Day Two of the Adventure started out with much hope for the theoretically repaired GPS, but within half a block of the Wilson's I realized it still wasn't working.  Luckily I was only about a half mile from a Target, where I bought a new GPS, a thoroughly unanticipated and not happily made purchase.  Tonight I have to figure out how to use it, a project I'm dreading.

You probably didn't know, as I hadn't until Tuesday, that the Butler Institute of American Art in Youngstown, Ohio was established in 1919 as the first museum dedicated to American art.  And it's a beautiful gem of a museum.  There's the usual early American, Western art, mid- to late-19th century art, and a tour de force of 20th century work.  My favorite piece Raphael Soyer's "My Friends," painted in 1948 and donated to the museum in 1963.  His brother Moses Soyer is featured in the painting, and Raphael's back is to us ont he right.  Why my favorite?  My grandson Soyer is named for him, and seeing the artist's name gave me a thrill.  Unfortunately the gift shop doesn't carry a post card of the painting. 

A "super realist" sculptor, Marc Sijan, has a large show up there and it's fascinating.  Very lifelike figures, many humorous, and a few kinda scary in their real-ness.

I wouldn't recommend going to Youngstown just to visit the museum, but if you're in the vicinity, it's a lovely spot in an otherwise rather dismal city.  I was reading up on the settlement of Youngstown, sittuated in an area of vast natural resources.  Unfortunately, the only way to profit from those resources was extraction, and now the city is poor and much-diminished.  Gives me pause about what it must be like in West Virginia.
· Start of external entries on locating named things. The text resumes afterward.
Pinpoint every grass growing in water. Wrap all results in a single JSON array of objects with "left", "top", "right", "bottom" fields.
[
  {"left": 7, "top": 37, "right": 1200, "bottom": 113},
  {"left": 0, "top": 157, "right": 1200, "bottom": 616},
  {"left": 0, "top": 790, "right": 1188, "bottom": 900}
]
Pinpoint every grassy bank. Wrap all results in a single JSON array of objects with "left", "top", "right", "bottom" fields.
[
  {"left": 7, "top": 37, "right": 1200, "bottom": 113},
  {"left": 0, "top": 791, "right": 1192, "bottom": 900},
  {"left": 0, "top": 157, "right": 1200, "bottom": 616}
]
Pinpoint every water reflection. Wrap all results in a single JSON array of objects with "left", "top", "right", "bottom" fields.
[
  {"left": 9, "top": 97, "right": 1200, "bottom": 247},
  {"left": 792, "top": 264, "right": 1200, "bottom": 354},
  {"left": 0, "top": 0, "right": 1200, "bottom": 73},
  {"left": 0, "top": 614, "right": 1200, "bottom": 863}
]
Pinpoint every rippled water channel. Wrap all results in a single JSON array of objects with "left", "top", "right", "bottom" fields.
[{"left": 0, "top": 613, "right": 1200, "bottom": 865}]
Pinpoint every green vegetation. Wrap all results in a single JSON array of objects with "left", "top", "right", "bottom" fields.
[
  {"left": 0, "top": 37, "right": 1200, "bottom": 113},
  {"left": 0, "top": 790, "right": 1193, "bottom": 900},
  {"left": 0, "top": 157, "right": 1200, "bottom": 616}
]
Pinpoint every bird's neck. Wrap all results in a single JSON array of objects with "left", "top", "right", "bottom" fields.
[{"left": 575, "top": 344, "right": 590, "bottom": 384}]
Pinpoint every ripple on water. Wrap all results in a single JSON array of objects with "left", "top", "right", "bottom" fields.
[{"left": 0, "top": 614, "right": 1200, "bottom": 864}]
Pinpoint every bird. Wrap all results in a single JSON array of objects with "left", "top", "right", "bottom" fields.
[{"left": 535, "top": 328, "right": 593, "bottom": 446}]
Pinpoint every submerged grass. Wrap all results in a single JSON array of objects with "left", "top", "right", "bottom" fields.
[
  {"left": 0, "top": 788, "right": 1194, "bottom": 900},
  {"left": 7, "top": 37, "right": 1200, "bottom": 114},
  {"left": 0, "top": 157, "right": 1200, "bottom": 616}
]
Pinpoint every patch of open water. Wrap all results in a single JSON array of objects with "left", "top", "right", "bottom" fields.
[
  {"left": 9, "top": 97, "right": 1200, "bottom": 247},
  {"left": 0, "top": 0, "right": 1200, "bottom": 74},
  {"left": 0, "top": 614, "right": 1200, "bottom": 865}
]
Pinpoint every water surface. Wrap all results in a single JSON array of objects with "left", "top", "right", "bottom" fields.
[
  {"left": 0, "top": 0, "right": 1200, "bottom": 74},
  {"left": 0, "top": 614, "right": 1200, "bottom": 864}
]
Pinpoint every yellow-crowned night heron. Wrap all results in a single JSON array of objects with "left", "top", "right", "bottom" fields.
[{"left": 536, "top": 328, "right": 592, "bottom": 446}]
I did't have printed directions to Cleveland, but decided just to follow road signs to get there.  I called the Glidden House, where I'm staying, to make sure they had a room for tonight, which they did.  Despite numerous phone calls to the Inn, and the help of various and sundry police officers, it took me well over an hour to find the place.  Which means now I have to learn how to use the new GPS.  Ugh.